Now, let's see how to use these annotations in a Spring Boot controller:

import org.springframework.http.ResponseEntity;
import org.springframework.validation.annotation.Validated;
import org.springframework.web.bind.annotation.PostMapping;
import org.springframework.web.bind.annotation.RequestBody;
import org.springframework.web.bind.annotation.RestController;

import javax.validation.Valid;

@RestController
public class UserController {

    @PostMapping("/users")
    public ResponseEntity<?> createUser(@Valid @RequestBody User user) {
        // If validation fails, Spring will automatically return a 400 Bad Request
        // with details about the validation errors.

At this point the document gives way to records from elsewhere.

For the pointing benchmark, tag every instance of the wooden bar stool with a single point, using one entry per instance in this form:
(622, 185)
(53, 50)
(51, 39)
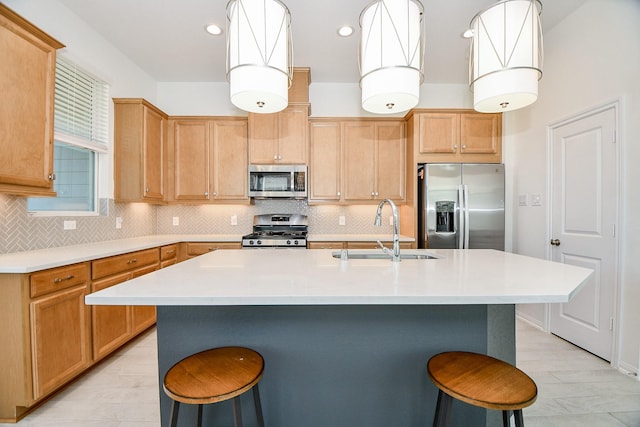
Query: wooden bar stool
(214, 376)
(479, 380)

        // If validation passes, proceed with creating the user
        System.out.println("User created: " + user.getName());
        return ResponseEntity.ok("User created successfully!");
    }
}

Explanation:

  • @Valid: This annotation is crucial. It tells Spring to trigger the validation process before the controller method is executed. It works in conjunction with @RequestBody to validate the incoming request body.
  • @RequestBody User user: Binds the request body to the User object.
  • @Validated: While @Valid is sufficient for simple cases, @Validated can be used on the controller class itself to enable validation for all methods that use @Valid or @RequestBody. It's often preferred for consistency.
  • Error Handling: If the validation fails, Spring automatically returns a 400 Bad Request response. The response body will contain details about the validation errors in a format determined by your configuration (typically JSON).

Testing Validation

You can test your validation rules using tools like curl, Postman, or a similar HTTP client. Send a request to /users with invalid data (e.g., an empty name, an invalid email, or an age less than 18). You should receive a 400 Bad Request response with error messages corresponding to the annotations you defined.

Example (using curl):

curl -X POST -H "Content-Type: application/json" -d '{"name": "", "email": "invalid-email", "age": 15}' http://localhost:8080/users

The response will likely be a JSON object containing the validation errors:

{
  "fieldErrors": [
    {
      "field": "name",
      "message": "Name cannot be null"
    },
    {
      "field": "email",
      "message": "Invalid email format"
    },
    {
      "field": "age",
      "message": "Age must be at least 18"
    }
  ]
}

Custom Validation

You can create your own custom validation annotations and validators for more complex validation logic. This is beyond the scope of this beginner tutorial, but it's a powerful feature of the Bean Validation API.

Conclusion

Validation annotations are a powerful and convenient way to ensure the quality and integrity of the data your Spring Boot application handles. By leveraging the JSR-303 Bean Validation API, you can easily define and enforce validation rules, leading to more robust and reliable applications. Remember to always provide meaningful error messages to improve the user experience.